With this increased shift towards AI-based solutions, your organisation may be looking to launch its own AI initiatives in order to drive efficiency and ROI. To help you embark on that journey we asked 5 leading experts in AI, who will be speaking at the Conversational AI Summit in London, what advice they would give to businesses who are looking to start a new AI project or invest in new AI technologies.

Check out the top tips from the experts from GoogleHomeServeBoschUlster University and BT.

Yariv Adan – Product Lead, Google

You should have a clearly defined problem and a success metric. Measure how the current non-AI solution, performs against that success metric. Consult with an AI expert, on whether your problem is suited for an AI solution, the expected outcome and changes that need to be made.

Florin Coman – Conversational AI Architect, Bosch

It is not enough if companies create an AI-first strategy in PPTs. The real learning comes from getting to the ground, rolling-up the sleeves and diving in to create live demos and proof of concepts to convince themselves and the organization as a whole into AI-first strategy. At the same time, the hardest challenge is to change mindsets of people who cannot understand the importance of AI in their life and/or businesses.

Michael McTear – Professor, Ulster University

Currently, there is a lot of hype in Conversational AI and it is important to be able to distinguish between this hype and the reality and limitations of current technologies.
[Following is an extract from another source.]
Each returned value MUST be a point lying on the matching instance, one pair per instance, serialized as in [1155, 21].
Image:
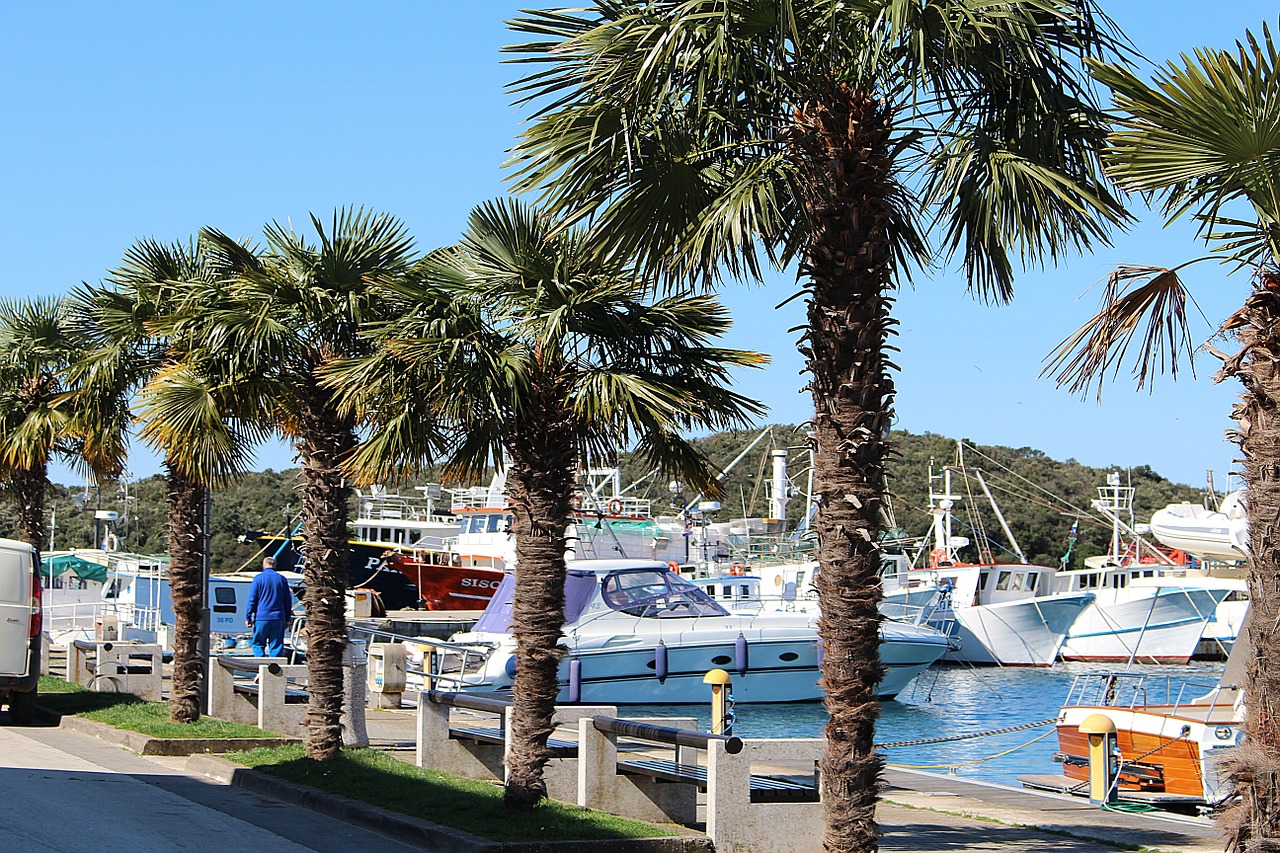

Any organisation seeking to embark on a new AI project should require a clear explanation of what the AI provides along with any particular issues that might be encountered in real-life usage. As with any software project there needs to be a detailed gathering and analysis of requirements, how the technology can or cannot meet them, and extensive testing to rule out any problems that might not have been anticipated at the design stage.

Mike Hales – Digital Product Owner,  BT

You need to describe in detail the outcomes you’re seeking before getting stuck in the long grass of the new shiny technology.

Ross Parkes – NLP & Telephony Manager, HomeServe

Identifying the right people from the beginning is key to success and having stakeholder buy in.  If you do not have the right people in place from the start it can be difficult to get the necessary buy in from your stakeholders as they may not trust/believe in your project.